Do you have the data you need to sell and market effectively to prospects and customers?
In today’s ultra-competitive manufacturing world, it has never been more important to find every opportunity to improve organizational efficiency and product innovation.
For sales and marketing teams in the manufacturing industry, that means using technologies and systems that support complex operational processes and connect information systems used by a vast network of internal departments and external suppliers and distributors. Everyone involved in the manufacturing operation has information about the customer that needs to be communicated to other departments.
Sales and marketing integration for manufacturing is what enables data to pass between every department. It has two main objectives:
1. Achieve a 360-degree view of the customer
2. Break-down silos to achieve greater collaboration and operational effectiveness
Integration provides a 360-degree view of your customer
Organizations need a 360-degree view of their customers. To achieve that, they are increasingly relying on integration of sales and marketing data with other customer data. In a 360-degree view of the customer, data is gathered and reported on from all systems that touch the customer, including lead generation, opportunity management, quotations, billing and cash receipts; customer relationship management, customer service, project and product or service delivery systems, and costing.
The challenge is that different departments use different technologies, which can prevent data from passing through to the right people. Manufacturing creates added complexity because it’s simply a complex environment. Applications may be built to support one or more of the following: engineering drawings, assemblies and sub-assemblies, bills of materials, supply chains, the manufacturing operation, costing and quotations systems.
Fully Integrated Customer Systems Support the New Buyer’s Journey
And, manufacturing IT systems that need integrated with sales and marketing may include customer service, quotations, costing, project management, capacity management and accounting. These systems may be built in a variety of technologies but the most common are: SAP, Oracle, Microsoft GP or custom application built in .NET or Java.

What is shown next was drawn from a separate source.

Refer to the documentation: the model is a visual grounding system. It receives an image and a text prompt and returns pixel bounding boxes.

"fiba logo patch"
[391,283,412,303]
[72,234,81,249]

For many manufacturers, each business area using a different technology has historically operated as a separate silo. Breaking down these silos through integration, however, leads to greater collaboration and operational effectiveness. Marketing teams, for example, can take customer data from project teams and feedback from customer service to develop new and better products. And, accounting can improve billing accuracy by obtaining the right amount quoted to the customer from engineers and sales teams.
Yet, integration for manufacturing isn’t always easy. In addition to developing and implementing the integration technology itself, there’s also process change and people training. These challenges can be even greater in a manufacturing environment. But companies that overcome these challenges quickly can gain the competitive edge needed to increase revenue and gain market share.